The United States is again at a major crossroads in history. The current “jobless” recovery is a consequence of the economy’s rapid evolution from a natural resources- and manufacturing-based economy to a knowledge-based one. We are witnessing the first economic recovery in what has become a full information economy.

For most of the twentieth century, a recession was a cyclical decline in demand-the result of excess inventory that needed to be sold off. People were temporarily laid off-inventory backlogs were reduced and demand would snap back quickly. As product demand increased, workers returned to their pre-existing positions in factories, or they found an equivalent job with another company.

Over the past few years, dramatic advances in information technology have allowed companies to establish tightly integrated demand and supply chains, and outsource manufacturing and low-end service jobs to save money. Rightly or wrongly, many of the jobs that have entirely disappeared from North America have reappeared in India, China, and Latin America. Rather than furloughs, many people were let go, forcing them to switch industries, sectors, locations, or re-skill to find a new job.

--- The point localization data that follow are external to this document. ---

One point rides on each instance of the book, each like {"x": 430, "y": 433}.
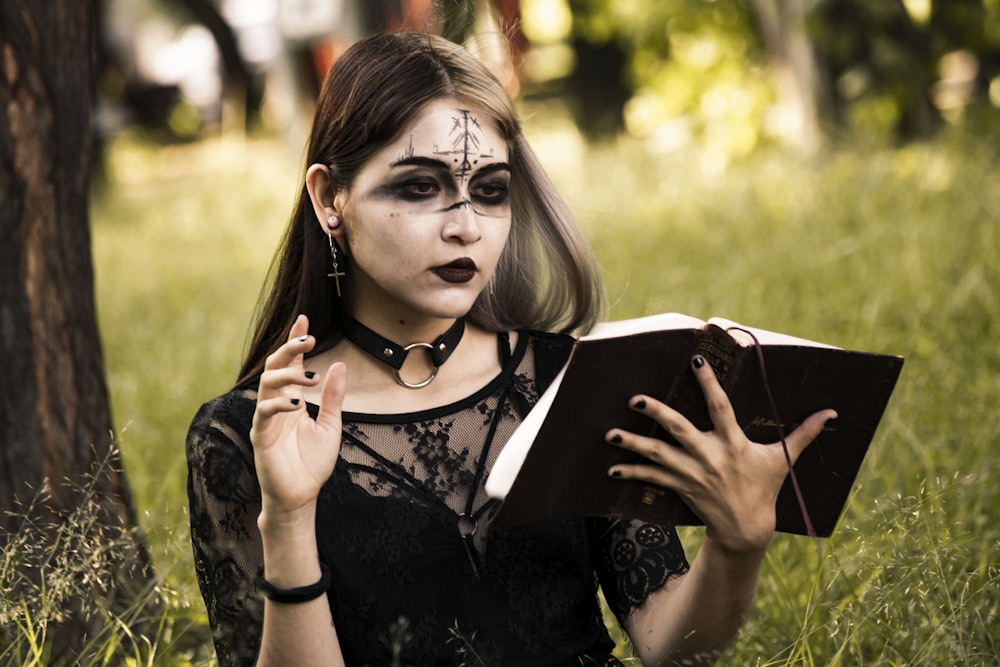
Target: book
{"x": 555, "y": 464}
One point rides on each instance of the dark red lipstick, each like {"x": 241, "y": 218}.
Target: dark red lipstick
{"x": 460, "y": 271}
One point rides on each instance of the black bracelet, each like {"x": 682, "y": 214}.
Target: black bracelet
{"x": 296, "y": 595}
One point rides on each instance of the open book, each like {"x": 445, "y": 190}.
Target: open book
{"x": 555, "y": 464}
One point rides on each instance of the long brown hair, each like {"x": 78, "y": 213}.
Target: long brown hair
{"x": 547, "y": 277}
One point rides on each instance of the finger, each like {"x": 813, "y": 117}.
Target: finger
{"x": 332, "y": 396}
{"x": 672, "y": 421}
{"x": 300, "y": 327}
{"x": 653, "y": 449}
{"x": 807, "y": 431}
{"x": 290, "y": 353}
{"x": 278, "y": 405}
{"x": 720, "y": 409}
{"x": 278, "y": 379}
{"x": 652, "y": 474}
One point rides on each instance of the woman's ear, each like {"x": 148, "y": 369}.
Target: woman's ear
{"x": 322, "y": 194}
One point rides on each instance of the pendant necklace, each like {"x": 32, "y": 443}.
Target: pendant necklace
{"x": 394, "y": 355}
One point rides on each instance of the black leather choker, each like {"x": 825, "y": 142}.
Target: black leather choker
{"x": 394, "y": 355}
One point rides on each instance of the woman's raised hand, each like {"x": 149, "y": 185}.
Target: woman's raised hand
{"x": 294, "y": 454}
{"x": 730, "y": 482}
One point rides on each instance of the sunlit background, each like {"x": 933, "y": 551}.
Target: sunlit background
{"x": 821, "y": 167}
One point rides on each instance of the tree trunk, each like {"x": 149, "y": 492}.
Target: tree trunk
{"x": 783, "y": 25}
{"x": 55, "y": 421}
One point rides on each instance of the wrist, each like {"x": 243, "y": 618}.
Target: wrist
{"x": 284, "y": 522}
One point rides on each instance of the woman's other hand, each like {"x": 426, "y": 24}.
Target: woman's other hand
{"x": 731, "y": 483}
{"x": 294, "y": 454}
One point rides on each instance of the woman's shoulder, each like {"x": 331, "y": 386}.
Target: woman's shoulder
{"x": 550, "y": 352}
{"x": 548, "y": 343}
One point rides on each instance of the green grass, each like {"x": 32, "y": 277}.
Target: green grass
{"x": 889, "y": 250}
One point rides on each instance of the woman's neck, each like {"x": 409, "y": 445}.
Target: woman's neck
{"x": 372, "y": 387}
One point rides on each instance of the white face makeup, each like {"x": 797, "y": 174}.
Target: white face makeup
{"x": 462, "y": 172}
{"x": 427, "y": 217}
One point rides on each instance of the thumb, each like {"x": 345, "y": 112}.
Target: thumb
{"x": 807, "y": 431}
{"x": 332, "y": 396}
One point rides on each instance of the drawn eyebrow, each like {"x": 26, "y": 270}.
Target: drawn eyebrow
{"x": 418, "y": 161}
{"x": 493, "y": 166}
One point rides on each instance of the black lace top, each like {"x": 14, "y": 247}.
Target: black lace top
{"x": 403, "y": 524}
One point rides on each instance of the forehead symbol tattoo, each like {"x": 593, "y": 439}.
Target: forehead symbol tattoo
{"x": 467, "y": 134}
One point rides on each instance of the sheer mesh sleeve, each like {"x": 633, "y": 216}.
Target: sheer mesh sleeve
{"x": 224, "y": 499}
{"x": 634, "y": 559}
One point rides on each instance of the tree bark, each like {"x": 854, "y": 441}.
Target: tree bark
{"x": 55, "y": 419}
{"x": 783, "y": 25}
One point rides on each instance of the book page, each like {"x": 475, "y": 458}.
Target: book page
{"x": 764, "y": 336}
{"x": 638, "y": 325}
{"x": 510, "y": 458}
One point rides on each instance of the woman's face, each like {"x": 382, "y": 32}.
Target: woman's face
{"x": 427, "y": 216}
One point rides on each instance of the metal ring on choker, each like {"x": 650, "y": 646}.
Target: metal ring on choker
{"x": 394, "y": 355}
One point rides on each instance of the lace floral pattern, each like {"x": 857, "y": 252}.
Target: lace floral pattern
{"x": 419, "y": 577}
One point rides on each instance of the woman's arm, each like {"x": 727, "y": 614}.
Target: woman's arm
{"x": 732, "y": 484}
{"x": 294, "y": 456}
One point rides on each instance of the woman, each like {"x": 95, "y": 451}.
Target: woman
{"x": 337, "y": 505}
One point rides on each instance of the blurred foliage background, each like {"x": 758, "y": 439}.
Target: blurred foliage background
{"x": 821, "y": 167}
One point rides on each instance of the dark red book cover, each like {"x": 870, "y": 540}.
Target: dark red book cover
{"x": 564, "y": 473}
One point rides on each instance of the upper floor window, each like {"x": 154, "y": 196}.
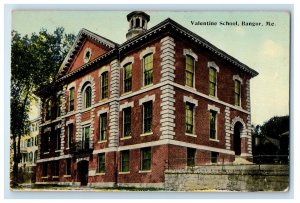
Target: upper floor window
{"x": 148, "y": 69}
{"x": 45, "y": 169}
{"x": 57, "y": 145}
{"x": 189, "y": 118}
{"x": 104, "y": 85}
{"x": 70, "y": 135}
{"x": 71, "y": 98}
{"x": 147, "y": 117}
{"x": 212, "y": 124}
{"x": 48, "y": 109}
{"x": 237, "y": 93}
{"x": 101, "y": 163}
{"x": 189, "y": 70}
{"x": 86, "y": 137}
{"x": 127, "y": 122}
{"x": 55, "y": 168}
{"x": 68, "y": 166}
{"x": 59, "y": 105}
{"x": 125, "y": 161}
{"x": 87, "y": 95}
{"x": 103, "y": 126}
{"x": 146, "y": 159}
{"x": 191, "y": 152}
{"x": 212, "y": 81}
{"x": 127, "y": 77}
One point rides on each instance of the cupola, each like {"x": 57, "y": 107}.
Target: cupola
{"x": 138, "y": 21}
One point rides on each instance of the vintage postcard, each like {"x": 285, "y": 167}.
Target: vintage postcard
{"x": 148, "y": 100}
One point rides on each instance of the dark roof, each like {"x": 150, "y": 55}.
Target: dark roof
{"x": 138, "y": 13}
{"x": 178, "y": 30}
{"x": 167, "y": 26}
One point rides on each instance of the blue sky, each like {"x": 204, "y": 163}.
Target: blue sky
{"x": 263, "y": 48}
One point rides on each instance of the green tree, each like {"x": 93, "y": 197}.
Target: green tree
{"x": 35, "y": 61}
{"x": 268, "y": 142}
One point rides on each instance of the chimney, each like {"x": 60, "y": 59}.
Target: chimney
{"x": 138, "y": 21}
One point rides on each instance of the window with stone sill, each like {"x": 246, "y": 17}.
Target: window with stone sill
{"x": 87, "y": 96}
{"x": 191, "y": 152}
{"x": 212, "y": 81}
{"x": 237, "y": 93}
{"x": 127, "y": 77}
{"x": 146, "y": 159}
{"x": 148, "y": 69}
{"x": 71, "y": 99}
{"x": 45, "y": 169}
{"x": 55, "y": 168}
{"x": 127, "y": 122}
{"x": 103, "y": 127}
{"x": 189, "y": 118}
{"x": 68, "y": 167}
{"x": 147, "y": 117}
{"x": 101, "y": 163}
{"x": 104, "y": 85}
{"x": 189, "y": 70}
{"x": 125, "y": 161}
{"x": 212, "y": 125}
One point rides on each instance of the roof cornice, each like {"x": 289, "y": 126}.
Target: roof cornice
{"x": 169, "y": 24}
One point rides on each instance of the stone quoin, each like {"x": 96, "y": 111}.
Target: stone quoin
{"x": 129, "y": 111}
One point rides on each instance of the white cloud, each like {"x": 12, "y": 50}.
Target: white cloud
{"x": 271, "y": 49}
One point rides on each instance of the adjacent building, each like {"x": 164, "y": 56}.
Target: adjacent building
{"x": 121, "y": 114}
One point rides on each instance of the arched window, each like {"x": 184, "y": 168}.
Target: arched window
{"x": 189, "y": 70}
{"x": 137, "y": 22}
{"x": 127, "y": 77}
{"x": 104, "y": 85}
{"x": 87, "y": 96}
{"x": 148, "y": 69}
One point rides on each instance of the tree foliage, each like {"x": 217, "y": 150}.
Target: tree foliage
{"x": 268, "y": 140}
{"x": 35, "y": 61}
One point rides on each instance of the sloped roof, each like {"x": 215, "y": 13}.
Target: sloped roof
{"x": 168, "y": 26}
{"x": 84, "y": 33}
{"x": 176, "y": 28}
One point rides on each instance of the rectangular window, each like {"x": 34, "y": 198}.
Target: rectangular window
{"x": 189, "y": 71}
{"x": 104, "y": 85}
{"x": 57, "y": 146}
{"x": 70, "y": 135}
{"x": 147, "y": 116}
{"x": 68, "y": 167}
{"x": 212, "y": 81}
{"x": 103, "y": 126}
{"x": 237, "y": 93}
{"x": 125, "y": 161}
{"x": 55, "y": 167}
{"x": 59, "y": 106}
{"x": 86, "y": 138}
{"x": 148, "y": 69}
{"x": 189, "y": 118}
{"x": 146, "y": 159}
{"x": 45, "y": 169}
{"x": 212, "y": 124}
{"x": 127, "y": 122}
{"x": 49, "y": 110}
{"x": 191, "y": 152}
{"x": 71, "y": 98}
{"x": 101, "y": 163}
{"x": 127, "y": 77}
{"x": 214, "y": 157}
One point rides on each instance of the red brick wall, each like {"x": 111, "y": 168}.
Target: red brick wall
{"x": 225, "y": 83}
{"x": 96, "y": 49}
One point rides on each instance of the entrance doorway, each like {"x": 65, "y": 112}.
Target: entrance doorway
{"x": 238, "y": 128}
{"x": 83, "y": 169}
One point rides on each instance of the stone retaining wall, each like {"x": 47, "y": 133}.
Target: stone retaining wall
{"x": 229, "y": 178}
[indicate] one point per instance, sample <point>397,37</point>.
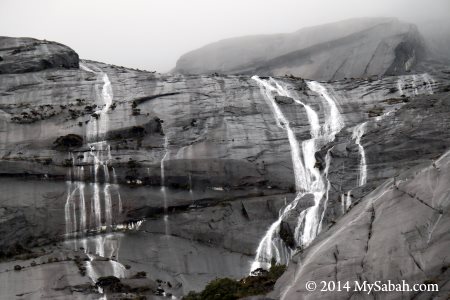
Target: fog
<point>152,34</point>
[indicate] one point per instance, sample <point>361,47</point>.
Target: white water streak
<point>308,179</point>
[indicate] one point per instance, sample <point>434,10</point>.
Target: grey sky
<point>152,34</point>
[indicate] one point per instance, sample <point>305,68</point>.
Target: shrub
<point>260,282</point>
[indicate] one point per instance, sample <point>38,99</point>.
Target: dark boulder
<point>68,141</point>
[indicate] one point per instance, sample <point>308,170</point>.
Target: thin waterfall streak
<point>308,178</point>
<point>328,185</point>
<point>357,134</point>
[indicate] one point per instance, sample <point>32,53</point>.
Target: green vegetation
<point>258,283</point>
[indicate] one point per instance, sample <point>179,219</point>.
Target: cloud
<point>152,34</point>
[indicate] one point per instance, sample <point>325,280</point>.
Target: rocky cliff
<point>187,177</point>
<point>352,48</point>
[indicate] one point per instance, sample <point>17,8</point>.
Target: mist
<point>152,35</point>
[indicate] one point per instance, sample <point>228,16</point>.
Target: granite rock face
<point>21,55</point>
<point>352,48</point>
<point>182,175</point>
<point>397,232</point>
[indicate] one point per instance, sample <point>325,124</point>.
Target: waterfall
<point>413,85</point>
<point>358,132</point>
<point>101,191</point>
<point>308,179</point>
<point>163,188</point>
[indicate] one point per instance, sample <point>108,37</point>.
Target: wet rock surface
<point>189,172</point>
<point>397,232</point>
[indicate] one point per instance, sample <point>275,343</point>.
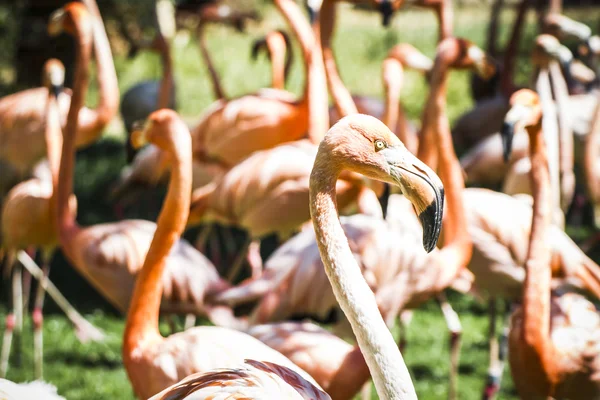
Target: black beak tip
<point>507,134</point>
<point>386,13</point>
<point>312,14</point>
<point>431,220</point>
<point>56,90</point>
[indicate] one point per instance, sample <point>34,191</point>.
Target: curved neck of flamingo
<point>392,76</point>
<point>142,318</point>
<point>565,136</point>
<point>536,291</point>
<point>108,88</point>
<point>342,98</point>
<point>215,81</point>
<point>434,106</point>
<point>457,248</point>
<point>445,19</point>
<point>67,226</point>
<point>167,82</point>
<point>53,136</point>
<point>356,299</point>
<point>591,159</point>
<point>279,55</point>
<point>318,107</point>
<point>351,375</point>
<point>507,84</point>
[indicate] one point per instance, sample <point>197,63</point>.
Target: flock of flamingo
<point>269,163</point>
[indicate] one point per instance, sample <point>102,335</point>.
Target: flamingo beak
<point>512,119</point>
<point>422,187</point>
<point>387,10</point>
<point>313,7</point>
<point>55,22</point>
<point>138,136</point>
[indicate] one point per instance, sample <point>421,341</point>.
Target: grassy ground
<point>95,371</point>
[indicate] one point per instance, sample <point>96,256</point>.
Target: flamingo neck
<point>141,329</point>
<point>457,248</point>
<point>218,91</point>
<point>435,107</point>
<point>536,291</point>
<point>318,110</point>
<point>67,226</point>
<point>507,85</point>
<point>304,33</point>
<point>590,159</point>
<point>108,88</point>
<point>167,83</point>
<point>565,136</point>
<point>53,135</point>
<point>342,98</point>
<point>356,299</point>
<point>392,75</point>
<point>351,375</point>
<point>278,54</point>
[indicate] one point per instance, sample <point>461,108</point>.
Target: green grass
<point>95,371</point>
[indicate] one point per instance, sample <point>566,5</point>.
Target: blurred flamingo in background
<point>110,255</point>
<point>22,142</point>
<point>146,353</point>
<point>544,358</point>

If job growth now depends on the creation of new positions, you should expect a long lag before employment rebounds. Employers incur risks in creating new jobs and require additional time to establish and fill positions. Investment in new capital equipment is no longer a pendulum swinging from recession to recovery and back again.

Instead of resources or land, today capital means human capital.

With a radically smaller pool of skilled workers and the increased demand for profits, the original War for Talent of the late 1990s has morphed from a quantitative to a qualitative one, best described as the War for the Best Talent by author Peter Weddle in Generalship: HR Leadership in a Time of War (Stamford, CT: Weddle’s, 2004). The old “bums on seats” mentality of many employers is quickly being replaced by “brains on seats.”

Faced with stiffer international competition and tougher hiring requirements, companies are becoming single-minded about productivity and bottom-line performance. Consequently, competition for jobs is increasing as management seeks and hires only those persons who appear to have the most potential for helping to boost the company’s profits. For many companies, employees are now viewed as a variable cost-hence the term human capital-to remain “on the books” only as long as they continue to produce. Looking for an old-fashioned job like the one “Dad used to have” is a waste of your time-Jobs are temporary in the new economy-henceforth you always need to be looking for the next opportunity.

The people who market their talent the best will win!